Evaluation of a novel coupling process for the simultaneous production of syngas and ultra-pure hydrogen from natural gas with in situ utilization of carbon dioxide

Abstract

Recently, with the aim of developing clean and efficient energy systems, various designs based on chemical looping combustion and reforming have been suggested. This study proposed and investigated the production of ultra-pure hydrogen in dual-purpose integrated zero-emission reforming (UPH2-DPIZER) process based on the sorption-enhanced chemical looping steam methane reforming (SECLSMR). This process is proposed on the basis of reduction in the emissions of carbon dioxide as well as the simultaneous generation of pure hydrogen and syngas for use in a wide range of applications.
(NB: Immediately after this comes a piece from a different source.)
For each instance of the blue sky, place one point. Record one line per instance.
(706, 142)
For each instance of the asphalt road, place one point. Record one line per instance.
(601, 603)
One of the most novel aspects of this research is that the proposed UPH2-DPIZER process can reduce or eliminate carbon dioxide emissions because all the produced and chemisorbed CO2 can be applied directly in the reforming process without any additional purification. Furthermore, the synthesized 30 wt%NiO-5wt.%CeO2/Al2O3 oxygen carrier was examined using the X-ray diffraction (XRD), energy dispersive X-ray spectroscopy (EDS) and scanning electron microscopy (SEM) techniques along with evaluation in SECLSMR process. The attained results of experimental tests are applied to adapt and validate the simulations of novel proposed process. The other objectives of this study are the reduction in required energy for the whole process along with reduction in the direct consumption of fossil fuels. The experiments showed high H2/CO molar ratio of 36 at 550 °C with appropriate methane conversion of about 74 %, while at 750 °C, nearly a complete conversion of CH4 occurs. The obtained results from the simulation of proposed UPH2-DPIZER showed the production of ultra-pure hydrogen along with syngas with H2/CO molar ratio of about 1 with negligible CO2 release.